The weather dude predicted that a big storm was coming in yesterday, lots of wind with rain starting around 9 pm. Figured that the wind would cancel stick time at Iceland, but got an email from Joe around 3:30 saying it was on. Three of the guys from Blue Thunder were planning to be there.
When we arrived they were still pulling back the tarps that protect the ice during the day. As we were getting geared up, two of the BT guys showed up. One of them made a point of greeting Keith, completely ignoring me. Yeah, okay, I was only there for half the class, you don’t really know me, but a “hello” might have been nice. There were also two guys from the current class and a kid. The third BT member, Wes, arrived as we were getting finished up. He did say hello to me, which I expected as we had been “introduced” when he high sticked me once in a class scrimmage. 😉
I moved rinkside and stretched while the Zamboni worked. By the time it was done, everyone except Wes was ready to go. As soon as the snow was shoveled they were out on the ice. Personally I thought it was still a bit wet, but whatever.
I didn’t sleep all that well the night before, so I was a bit tired as I hit the ice. Worse yet, my bitch switch gets quite a bit more sensitive when I’m tired.
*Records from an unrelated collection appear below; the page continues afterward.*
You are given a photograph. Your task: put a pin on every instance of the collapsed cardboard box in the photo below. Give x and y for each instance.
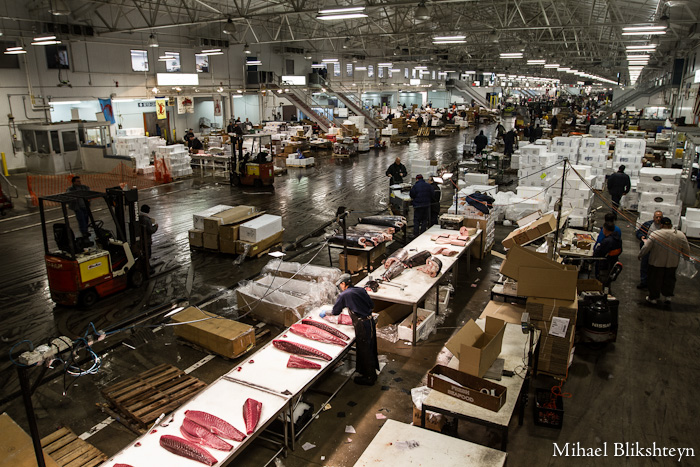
(477, 349)
(220, 335)
(467, 387)
(538, 276)
(531, 231)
Which I’m going to blame for what happened next.
The others were busy shoveling pucks at the net as Keith and I worked up and down the boards passing to each other, one skating forward and the other skating backward.
We then set up at the opposite end of the ice from the goal and practiced passing from board to board. And that’s when I started to get irritated. I understand that during a game I’m going to have to be able to pass tape to tape even with other players in the way, but at a stick time I’d consider myself to be incredibly rude if I skated right between two people who are obviously working on passing to each other – even more so if they are set up at the extreme end of the rink, away from where everyone else is.
After that, we joined the masses for some passing/shooting runs at the goal, and my irritation level continued to rise. If I’m skating away from the goal after a run at it, I do it along the boards so that I’m not skating through the next person or pair’s path as they make a run. Apparently not everybody thinks this is a good idea, as several of them skated right between us – both away from and toward the goal – as we were making our run.
Stopped to clear the pucks out of the goal several times. It was interesting to see that the kid, while being sure to pick up and shoot any puck he came across, didn’t once make an effort to retrieve any of the pucks he shot.
The rest of them decided to work on one timers. They took all but two pucks and completely took over the majority of the ice. Neither of us are ready for one timers, so we grabbed a couple of cones, set them up at the extreme other end of the ice and decided to practice tight turns around them.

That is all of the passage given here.